视线转向大西洋彼岸和亚洲,景象则全然不同。对于意大利、德国、英国这样严重依赖天然气进口的经济体,气价的飙升正直接转化为通胀的剧烈上行。牛津经济研究院的模型显示,与之前的预期相比,今年第四季度意大利的通胀率可能因此被额外推高超过1个百分点,整个欧元区和英国的通胀预期也将被拉高逾0.5个百分点。这些经济体在全球能源供应链上的位置,决定了它们几乎找不到避风港。中国、印度和韩国同样身处风暴的前沿地带,它们从中东进口的大量油气,绝大部分都要经过霍尔木兹海峡这条“世界能源的咽喉”。不过,分析普遍认为,中国手中的牌相对更多一些:庞大的战略石油储备、必要时暂停出口以保障内供的政策空间,以及转向俄罗斯进口的地缘选项,都提供了缓冲余地。甚至,考虑到国内持续存在的通缩压力,适度的输入性通胀或许并非不可接受。
这场能源冲击,本质上是一场以国家为单位的剧烈收入再分配。挪威、加拿大这样的能源出口国可以坐享高价红利,又不必像卡塔尔等中东产油国那样直接承受生产中断和地缘威胁。而进口国面临的则是多维度的挤压:飙升的能源成本侵蚀家庭购买力,推高企业生产成本,打击金融市场情绪,最终合力拖累全球总需求。正如一家英国智库所言,当一种关键生产要素变得昂贵时,所有人的处境都会变得更糟,只是这一次,疼痛感的分布将前所未有地不均衡。
这种不均衡的疼痛,也直接改写了全球央行行长的政策剧本。

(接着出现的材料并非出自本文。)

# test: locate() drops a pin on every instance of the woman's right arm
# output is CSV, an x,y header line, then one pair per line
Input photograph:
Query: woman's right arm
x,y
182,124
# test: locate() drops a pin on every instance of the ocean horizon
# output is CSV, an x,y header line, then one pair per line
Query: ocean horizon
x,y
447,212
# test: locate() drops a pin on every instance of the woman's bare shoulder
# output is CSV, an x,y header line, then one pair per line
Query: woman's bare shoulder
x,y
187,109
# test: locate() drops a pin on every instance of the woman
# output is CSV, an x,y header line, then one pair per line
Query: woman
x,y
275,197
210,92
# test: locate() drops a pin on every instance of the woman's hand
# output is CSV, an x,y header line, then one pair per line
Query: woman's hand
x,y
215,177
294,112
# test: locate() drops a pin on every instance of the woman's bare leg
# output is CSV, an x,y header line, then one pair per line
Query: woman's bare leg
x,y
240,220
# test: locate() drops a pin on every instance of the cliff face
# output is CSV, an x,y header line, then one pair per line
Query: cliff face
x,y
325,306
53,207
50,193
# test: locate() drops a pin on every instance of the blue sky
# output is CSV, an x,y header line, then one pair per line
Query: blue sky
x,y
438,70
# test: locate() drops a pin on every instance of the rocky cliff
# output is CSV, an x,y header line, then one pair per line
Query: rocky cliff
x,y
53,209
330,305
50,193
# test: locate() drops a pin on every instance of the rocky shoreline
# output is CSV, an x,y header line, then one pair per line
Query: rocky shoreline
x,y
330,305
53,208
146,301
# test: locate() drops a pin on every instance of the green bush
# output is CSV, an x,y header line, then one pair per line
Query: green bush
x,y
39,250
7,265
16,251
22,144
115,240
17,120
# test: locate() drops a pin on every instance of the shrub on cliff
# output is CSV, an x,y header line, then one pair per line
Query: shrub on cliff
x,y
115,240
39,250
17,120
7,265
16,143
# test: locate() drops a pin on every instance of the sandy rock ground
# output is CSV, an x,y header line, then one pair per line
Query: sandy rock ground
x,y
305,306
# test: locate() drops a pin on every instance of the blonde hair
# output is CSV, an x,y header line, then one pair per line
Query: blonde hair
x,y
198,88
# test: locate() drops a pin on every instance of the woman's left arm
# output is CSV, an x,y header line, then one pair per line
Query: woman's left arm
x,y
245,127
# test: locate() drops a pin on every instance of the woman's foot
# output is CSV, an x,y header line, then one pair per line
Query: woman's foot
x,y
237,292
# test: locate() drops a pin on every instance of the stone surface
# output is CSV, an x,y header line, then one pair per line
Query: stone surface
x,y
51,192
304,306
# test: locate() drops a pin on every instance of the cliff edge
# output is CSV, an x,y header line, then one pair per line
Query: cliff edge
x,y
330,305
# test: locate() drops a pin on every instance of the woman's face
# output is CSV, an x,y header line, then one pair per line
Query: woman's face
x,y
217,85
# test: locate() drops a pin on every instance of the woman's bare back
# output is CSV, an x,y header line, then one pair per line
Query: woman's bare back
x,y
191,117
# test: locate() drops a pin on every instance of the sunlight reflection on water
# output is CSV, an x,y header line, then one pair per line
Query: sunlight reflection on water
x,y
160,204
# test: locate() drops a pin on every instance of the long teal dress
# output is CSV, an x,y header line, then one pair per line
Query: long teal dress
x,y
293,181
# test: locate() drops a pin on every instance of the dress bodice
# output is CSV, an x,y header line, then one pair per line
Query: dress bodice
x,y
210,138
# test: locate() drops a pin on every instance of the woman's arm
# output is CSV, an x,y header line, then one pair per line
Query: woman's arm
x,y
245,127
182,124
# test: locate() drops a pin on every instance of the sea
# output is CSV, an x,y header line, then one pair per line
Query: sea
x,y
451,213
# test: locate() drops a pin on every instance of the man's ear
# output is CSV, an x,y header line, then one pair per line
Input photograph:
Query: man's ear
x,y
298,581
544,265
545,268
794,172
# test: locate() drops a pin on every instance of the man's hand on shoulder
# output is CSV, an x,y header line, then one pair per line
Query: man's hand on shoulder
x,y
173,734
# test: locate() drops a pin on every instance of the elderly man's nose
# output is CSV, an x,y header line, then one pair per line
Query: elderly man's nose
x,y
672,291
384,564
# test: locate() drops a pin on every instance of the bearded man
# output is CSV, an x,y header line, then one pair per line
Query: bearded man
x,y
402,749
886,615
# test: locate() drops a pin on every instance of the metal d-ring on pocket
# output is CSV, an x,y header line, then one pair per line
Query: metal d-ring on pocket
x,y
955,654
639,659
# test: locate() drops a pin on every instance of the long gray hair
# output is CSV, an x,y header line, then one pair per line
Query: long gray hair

过去那种“看穿”能源价格短期波动的经验主义正在被抛弃。经历了疫情和俄乌冲突后的高通胀洗礼,许多国家的通胀预期已不再稳固,企业和工人对价格上涨变得更加敏感。有分析指出,央行们的新共识是:面对能源价格冲击,必须准备用更鹰派的姿态来对抗通胀预期脱锚的风险。货币市场已经迅速对此做出反应:对英国央行降息的预期大幅降温,甚至在部分定价中重新计入了2026年底前加息的可能。而在大西洋对岸,美联储主席鲍威尔维持利率不变的立场,反而因这场新的通胀变数而得到强化。市场对年内降息次数的押注已从两到三次缩减为一到两次,首次降息的时间点也被从7月推后至9月。正如一些交易员所感知的,美联储因此获得了更充分的观望时间。
然而,对于这场危机的直接发起者特朗普政府而言,国内的政治压力却无法通过观望来化解。在11月中期选举的倒计时中,油价的每一次跳动都牵扯着选民的神经。研究表明,汽油价格上涨对低收入群体的打击尤为沉重,因为他们通常从事需要更多通勤的工作,且收入中用于燃料的占比更高。高盛甚至警告,如果危机持续,油价可能挑战2008年和2022年超过147美元/桶和每加仑5美元的历史峰值。无论白宫嘴上如何强硬,这场突如其来的可负担性危机,已然成为其政治议程上一道避无可避的难题。归根结底,当全球能源市场这头巨兽被惊醒时,没有一个经济体是真正的孤岛。